You can also turn off ingestion during recovery: It noticeably improves recovery time, but that is common knowledge.

Note: The cluster is about 40 EC2 nodes, 4K shards (2K primary shards), median shard size is about 20Gb, total primaries sum to 35Tb on disk.

What version are you running?

With things like (sync) flush it shouldn't take a week to handle that many shards.

The original post was version 6.1.2. My current version is 6.5.4.

During big recoveries, like upgrading half the nodes, the shards would start out recovering quickly and then an hour, or so, slow to a crawl: Down to kilobytes-per-second. I could not get my recovery rate to be any faster, the math would indicate it would take months at this rate. I think I covered this in my other post. The older versions of ES did not have this problem; with version 6 my cluster was always yellow: There were always some replicas that were constantly initializing.

For the longest time I thought the slowness was caused by EC2 network limits between machines: Testing random bytes file transfer between machines looked good, but maybe AWS has a hidden network credit system that allowed bursty transfers, but clamped down on long-term high-volume network activity between machines. A few months ago the lack-of-shard-recovery become dire; I had to figure out what the problem was, and somehow measure properties of this "AWS network clamp" so I could work around it.

So I opened multiple windows to all my nodes, stop all the ingestion, installed network monitoring and watched the network over days while nodes got allocated: The AWS network clamp never appeared. The nodes were transferring data, recovering at just kilobytes per second, but there was still network capacity to do file transfers between nodes.
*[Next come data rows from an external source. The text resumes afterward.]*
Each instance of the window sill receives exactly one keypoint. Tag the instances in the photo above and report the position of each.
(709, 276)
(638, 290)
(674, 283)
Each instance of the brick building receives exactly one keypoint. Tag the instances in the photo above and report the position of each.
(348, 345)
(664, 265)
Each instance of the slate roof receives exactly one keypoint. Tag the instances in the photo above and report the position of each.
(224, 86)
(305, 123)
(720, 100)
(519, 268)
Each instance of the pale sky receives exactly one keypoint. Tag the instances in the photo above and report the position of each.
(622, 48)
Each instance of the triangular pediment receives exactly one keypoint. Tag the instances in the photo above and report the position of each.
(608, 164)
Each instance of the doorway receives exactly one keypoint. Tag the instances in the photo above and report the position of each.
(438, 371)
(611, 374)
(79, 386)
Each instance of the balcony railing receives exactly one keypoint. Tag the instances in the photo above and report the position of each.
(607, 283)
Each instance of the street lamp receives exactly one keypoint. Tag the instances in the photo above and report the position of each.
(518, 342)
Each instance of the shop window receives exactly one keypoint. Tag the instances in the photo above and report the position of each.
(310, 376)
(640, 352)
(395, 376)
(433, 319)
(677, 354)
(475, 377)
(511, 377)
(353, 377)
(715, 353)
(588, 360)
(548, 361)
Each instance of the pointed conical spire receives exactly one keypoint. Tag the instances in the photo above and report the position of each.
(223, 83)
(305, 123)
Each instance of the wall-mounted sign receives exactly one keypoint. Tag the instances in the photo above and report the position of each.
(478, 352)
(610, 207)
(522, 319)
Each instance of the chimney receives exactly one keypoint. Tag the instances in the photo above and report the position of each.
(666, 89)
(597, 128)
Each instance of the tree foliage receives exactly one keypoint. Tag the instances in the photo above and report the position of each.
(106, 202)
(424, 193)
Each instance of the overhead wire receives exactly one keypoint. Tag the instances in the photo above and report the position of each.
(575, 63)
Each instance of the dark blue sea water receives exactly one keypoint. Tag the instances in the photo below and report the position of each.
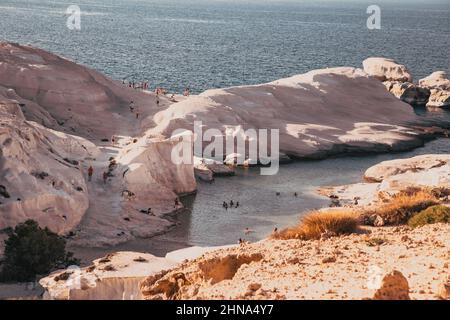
(210, 43)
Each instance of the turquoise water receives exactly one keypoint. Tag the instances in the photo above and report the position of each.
(210, 43)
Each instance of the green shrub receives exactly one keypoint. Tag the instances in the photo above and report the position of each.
(435, 214)
(31, 251)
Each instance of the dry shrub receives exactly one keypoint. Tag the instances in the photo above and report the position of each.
(316, 224)
(404, 205)
(435, 214)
So I try manually requesting shard allocation, one-at-a-time: It was fast. I concluded there must be some pathology when I ask for more than one shard to allocate at a time.

Due to my cluster's particular configuration, all the primaries end up on just a few machines. During recovery, those nodes are doing all the work, and if I ask the cluster to allocate two replicas that have primaries on the same node, then recovery goes extra slow; it take a day, or more, or the allocation just cancels after some number of hours: The replicas move from initializing to unassigned.

I added code to my shard balancer to consider this limitation: Ensuring a node is involved in recovering just one shard at a time. Replication is fast. My cluster is always green.

This topic was automatically closed 28 days after the last reply. New replies are no longer allowed.